Je suis seul et assis sur un rocher, mais je ne sais pas où. Il fait nuit, et le ciel au-dessus de moi a un aspect étrange. Il n’y a pas de lune brillante ni de nuages lustrés ; aucune planète familière ne brille comme une lampe dorée ; aucune étoile brillante n’étincelle comme un joyau vivant dans les profondeurs bleues et limpides de l’éther.

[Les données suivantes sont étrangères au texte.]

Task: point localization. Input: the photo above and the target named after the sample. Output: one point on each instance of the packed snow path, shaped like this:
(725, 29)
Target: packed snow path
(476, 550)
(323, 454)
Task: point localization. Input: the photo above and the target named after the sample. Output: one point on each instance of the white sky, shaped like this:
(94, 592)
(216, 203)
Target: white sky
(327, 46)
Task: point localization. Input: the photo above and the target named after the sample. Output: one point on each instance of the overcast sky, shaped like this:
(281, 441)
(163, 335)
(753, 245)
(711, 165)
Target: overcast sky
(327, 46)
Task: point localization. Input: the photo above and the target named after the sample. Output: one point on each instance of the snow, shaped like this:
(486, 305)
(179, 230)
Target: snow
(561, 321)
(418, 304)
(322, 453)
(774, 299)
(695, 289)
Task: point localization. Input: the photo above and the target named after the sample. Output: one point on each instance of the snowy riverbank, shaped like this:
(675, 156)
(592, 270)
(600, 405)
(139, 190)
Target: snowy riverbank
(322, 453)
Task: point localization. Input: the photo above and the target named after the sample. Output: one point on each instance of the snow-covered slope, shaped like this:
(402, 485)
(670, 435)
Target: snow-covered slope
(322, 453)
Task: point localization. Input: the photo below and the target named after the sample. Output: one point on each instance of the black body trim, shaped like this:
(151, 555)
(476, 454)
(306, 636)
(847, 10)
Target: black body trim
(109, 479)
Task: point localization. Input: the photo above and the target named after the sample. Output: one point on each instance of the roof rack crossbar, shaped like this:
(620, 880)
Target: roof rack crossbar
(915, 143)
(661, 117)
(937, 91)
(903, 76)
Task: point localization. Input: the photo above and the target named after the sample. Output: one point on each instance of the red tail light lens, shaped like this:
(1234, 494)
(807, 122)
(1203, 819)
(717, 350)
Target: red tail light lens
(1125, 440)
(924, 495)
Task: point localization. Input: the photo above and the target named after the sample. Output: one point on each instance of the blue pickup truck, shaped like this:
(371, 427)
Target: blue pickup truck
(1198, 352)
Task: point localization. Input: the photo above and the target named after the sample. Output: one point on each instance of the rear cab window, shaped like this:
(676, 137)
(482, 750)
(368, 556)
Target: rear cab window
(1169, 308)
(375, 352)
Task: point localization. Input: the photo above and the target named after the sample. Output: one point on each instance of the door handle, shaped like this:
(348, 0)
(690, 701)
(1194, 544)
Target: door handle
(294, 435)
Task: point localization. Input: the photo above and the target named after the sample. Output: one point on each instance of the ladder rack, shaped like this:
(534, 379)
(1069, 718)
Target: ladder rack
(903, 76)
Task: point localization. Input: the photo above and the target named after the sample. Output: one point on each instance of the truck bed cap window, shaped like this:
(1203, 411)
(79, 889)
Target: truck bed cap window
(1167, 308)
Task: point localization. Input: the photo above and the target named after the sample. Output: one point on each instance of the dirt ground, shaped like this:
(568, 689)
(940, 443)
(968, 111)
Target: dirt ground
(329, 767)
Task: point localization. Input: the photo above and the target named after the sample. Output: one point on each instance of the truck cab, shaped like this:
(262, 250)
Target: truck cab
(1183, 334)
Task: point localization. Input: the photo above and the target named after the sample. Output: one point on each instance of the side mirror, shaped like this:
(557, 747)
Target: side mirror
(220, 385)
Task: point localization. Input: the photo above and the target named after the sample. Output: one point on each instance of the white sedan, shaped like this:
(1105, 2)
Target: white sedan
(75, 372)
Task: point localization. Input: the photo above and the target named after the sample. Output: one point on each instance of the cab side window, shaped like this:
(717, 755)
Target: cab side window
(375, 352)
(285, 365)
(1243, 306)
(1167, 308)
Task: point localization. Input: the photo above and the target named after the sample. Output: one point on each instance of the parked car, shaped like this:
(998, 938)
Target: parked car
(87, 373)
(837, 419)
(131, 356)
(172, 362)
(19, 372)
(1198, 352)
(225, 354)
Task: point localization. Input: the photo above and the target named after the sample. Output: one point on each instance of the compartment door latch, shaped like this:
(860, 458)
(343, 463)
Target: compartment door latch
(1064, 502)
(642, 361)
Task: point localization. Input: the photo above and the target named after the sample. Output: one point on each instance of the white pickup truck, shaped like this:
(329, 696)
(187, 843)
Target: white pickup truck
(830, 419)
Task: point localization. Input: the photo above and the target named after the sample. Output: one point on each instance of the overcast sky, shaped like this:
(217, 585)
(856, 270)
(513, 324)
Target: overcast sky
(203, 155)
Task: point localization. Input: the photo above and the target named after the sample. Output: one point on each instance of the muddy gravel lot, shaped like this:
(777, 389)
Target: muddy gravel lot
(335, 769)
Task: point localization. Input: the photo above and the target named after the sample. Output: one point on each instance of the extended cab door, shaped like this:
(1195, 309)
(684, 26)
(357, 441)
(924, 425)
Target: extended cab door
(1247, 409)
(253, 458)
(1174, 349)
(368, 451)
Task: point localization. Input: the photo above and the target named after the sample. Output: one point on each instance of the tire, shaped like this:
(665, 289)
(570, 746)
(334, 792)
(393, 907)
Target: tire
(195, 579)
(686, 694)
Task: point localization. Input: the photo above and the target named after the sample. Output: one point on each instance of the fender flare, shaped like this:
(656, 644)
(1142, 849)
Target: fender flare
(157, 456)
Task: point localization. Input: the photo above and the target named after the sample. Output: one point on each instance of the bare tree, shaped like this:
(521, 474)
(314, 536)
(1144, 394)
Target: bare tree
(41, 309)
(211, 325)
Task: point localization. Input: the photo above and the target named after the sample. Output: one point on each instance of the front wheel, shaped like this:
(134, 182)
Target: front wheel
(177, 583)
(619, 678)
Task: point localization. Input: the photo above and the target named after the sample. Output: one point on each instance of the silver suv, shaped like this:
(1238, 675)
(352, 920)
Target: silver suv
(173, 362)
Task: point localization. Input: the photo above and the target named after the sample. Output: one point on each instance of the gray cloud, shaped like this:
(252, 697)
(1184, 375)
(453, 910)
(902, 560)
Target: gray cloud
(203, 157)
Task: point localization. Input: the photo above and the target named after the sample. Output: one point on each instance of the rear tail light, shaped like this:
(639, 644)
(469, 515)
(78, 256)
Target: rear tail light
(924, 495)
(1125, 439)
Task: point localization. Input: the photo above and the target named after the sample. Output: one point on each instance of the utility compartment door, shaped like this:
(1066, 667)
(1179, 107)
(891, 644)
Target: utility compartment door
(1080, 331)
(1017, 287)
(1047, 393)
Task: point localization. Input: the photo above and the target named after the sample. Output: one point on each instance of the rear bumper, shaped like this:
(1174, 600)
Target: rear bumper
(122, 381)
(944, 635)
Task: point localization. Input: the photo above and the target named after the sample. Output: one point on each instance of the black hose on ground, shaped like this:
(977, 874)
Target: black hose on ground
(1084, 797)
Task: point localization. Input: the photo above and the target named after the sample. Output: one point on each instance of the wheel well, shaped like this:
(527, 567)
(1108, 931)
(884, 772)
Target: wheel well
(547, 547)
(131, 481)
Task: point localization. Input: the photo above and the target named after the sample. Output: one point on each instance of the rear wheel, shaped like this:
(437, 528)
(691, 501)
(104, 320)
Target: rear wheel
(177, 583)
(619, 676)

Je ne vois qu’une immense voûte noire — en apparence dure, et frettée de points lumineux bleu pâle. C’est un ciel mort et funèbre ; et pour comparer les petites choses aux grandes, il me fait penser à une mine de charbon constellée de feu-follets. Tout, autour de moi, est enseveli dans une obscurité qui serait absolue, si ce n’était le faible reflet de la lumière des étoiles sur la surface blanche et gelée du sol. Pas un être vivant n’est visible ; une terrible immobilité règne ; pas un souffle d’air ne vient effleurer ma joue ; et la rigueur du froid est plus terrible qu’en Arctique.
« Monsieur,
« J’ai lu avec beaucoup d’intérêt votre article sur la possibilité de voyager vers les autres corps du système solaire. C’est un problème auquel j’ai moi-même travaillé pendant de nombreuses années, et je crois que j’ai maintenant découvert un moyen de le résoudre d’une manière pratique. Si vous voulez bien voir mes expériences, et me faire l’honneur de venir ici, je serai heureux de vous les montrer en toute confiance à tout moment qui vous convienne. — Cordialement,
Nasmyth Carmichael. »
La lettre ci-dessus, avec la mention « Privé », m’était transmise par l’intermédiaire du rédacteur en chef du Jour d’après-demain. L’auteur était pour moi un parfait inconnu, et au début, je ne savais pas quoi faire. Cet homme était-il un charlatan, ou un excentrique ? Il n’y en avait aucun signe dans ses phrases franches et simples. Avait-il réellement trouvé un moyen de traverser les espaces célestes ? De nos jours, il vaut mieux ne pas être trop sceptique quant à ce que la science permet d’accomplir. Il est, en effet, sage de garder l’esprit ouvert et suspendre son jugement. Nous sommes aux limites de l’inconnu, et à toute heure la lumière de notre intelligence peut pénétrer l’obscurité, et révéler à nos yeux les secrets des mécanismes internes de la nature.
La Science est tenue, sans doute, d’expliquer tout ce qu’elle peut, sans faire appel à un acte spécial de création ; mais l’origine de la vie et de l’intelligence semble lui échapper. À l’heure actuelle, la génération spontanée à partir de la matière morte est hors de sa portée. Nous croyons que la vie est le produit de la vie. Quant à l’hypothèse que des pierres météoriques, des "fragments moussus d’un autre monde" ont peut-être apporté la vie sur Terre, je ne sais pas quoi penser.